Miguel Freitas, aiming to build a censor-resistant public posting platform, began development of Twister in July 2013 to address free-speech and privacy concerns. Building on Bitcoin and Bittorrent, he built the core structure in October 2013. Lucas Leal was hired to create HTML and CSS for the user interface, with Freitas writing the required JavaScript code. Twenty-five hundred user accounts were registered in the platform's first six days of operation.

Twister cannot be incapacitated (since there is no central point to attack), and uses end-to-end encryption. As a consequence of decentralization, a user will be unable to regain access to their "account" if they lose access to their secret key.

== History ==

Brazilian computer engineer and programmer Miguel Freitas started developing the social network after learning about the massive surveillance programs of the US's National Security Agency (NSA) from NSA whistleblower Edward Snowden. He began to worry about the accessibility of a large quantity of information controlled by a single entity under American jurisdiction.

According to Freitas, Twitter is the social network that has been the most prominent in promoting democracy and the organisation of protests. He built Twister based on privacy-preserving technology due to the risks involved in providing personal information on social networks in light of mass surveillance conducted by the NSA.

Freitas and his developer, Leal, built the application's alpha version for Android, Linux and OS X. First-party versions for Windows and iOS are not planned.

== Technology ==

Twister is a distributed system that uses peer-to-peer architecture. Unlike other decentralised networks, it does not require the user to use their own server or trust a third-party server to use it.

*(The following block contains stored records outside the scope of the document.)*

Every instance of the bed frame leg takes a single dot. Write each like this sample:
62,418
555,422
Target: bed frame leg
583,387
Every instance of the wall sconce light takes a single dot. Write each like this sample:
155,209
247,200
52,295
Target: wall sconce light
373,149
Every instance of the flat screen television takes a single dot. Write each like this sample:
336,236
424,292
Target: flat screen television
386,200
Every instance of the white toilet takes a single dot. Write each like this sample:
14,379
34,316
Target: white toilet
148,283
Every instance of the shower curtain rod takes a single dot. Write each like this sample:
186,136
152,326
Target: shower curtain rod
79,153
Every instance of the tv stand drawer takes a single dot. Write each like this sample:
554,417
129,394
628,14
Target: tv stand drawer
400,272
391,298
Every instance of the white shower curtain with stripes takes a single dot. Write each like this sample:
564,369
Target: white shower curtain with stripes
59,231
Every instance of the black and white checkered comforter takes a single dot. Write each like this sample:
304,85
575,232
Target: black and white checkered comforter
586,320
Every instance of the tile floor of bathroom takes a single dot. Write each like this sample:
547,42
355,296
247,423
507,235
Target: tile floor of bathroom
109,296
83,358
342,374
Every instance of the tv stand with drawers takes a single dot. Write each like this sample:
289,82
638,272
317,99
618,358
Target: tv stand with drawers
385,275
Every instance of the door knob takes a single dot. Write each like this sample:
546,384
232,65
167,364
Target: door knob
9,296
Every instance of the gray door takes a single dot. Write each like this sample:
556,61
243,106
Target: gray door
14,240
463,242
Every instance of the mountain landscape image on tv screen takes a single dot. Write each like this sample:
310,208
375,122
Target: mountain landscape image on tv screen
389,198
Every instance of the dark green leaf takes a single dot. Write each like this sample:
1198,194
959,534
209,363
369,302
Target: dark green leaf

Distribution is achieved through the Bitcoin protocol, on a different network than that used by the cryptocurrency. The protocol handles the registration of users, and the Twister network verifies the users' names and that a message posted by a user originated from that user. Messages are transmitted through the BitTorrent protocol. Because it is a peer-to-peer system, there is no central server from which information may be collected. Twister was developed in Linux, and was ported to Android and OS X.

== Functionality ==
The first Twister prototype intended to reproduce the basic characteristics of microblogging platforms, including:
- Searching, following and unfollowing users
- Limiting the length of text-based messages to 140 characters
- Broadcasting and answering messages
- Browsing through mentions, hashtags and private messages

Private messages require the addressee to follow the speaker.

== Security ==

Twister has no central node to mediate messages. It uses 256-bit ECC encryption with the same secp256k1 parameters as Bitcoin, reportedly providing similar security to a 3072-bit RSA key. The direct message application is based on code published by Ladar Levison of Lavabit. Peers' IP addresses are not recorded in the application, but network interception can identify data flow between devices.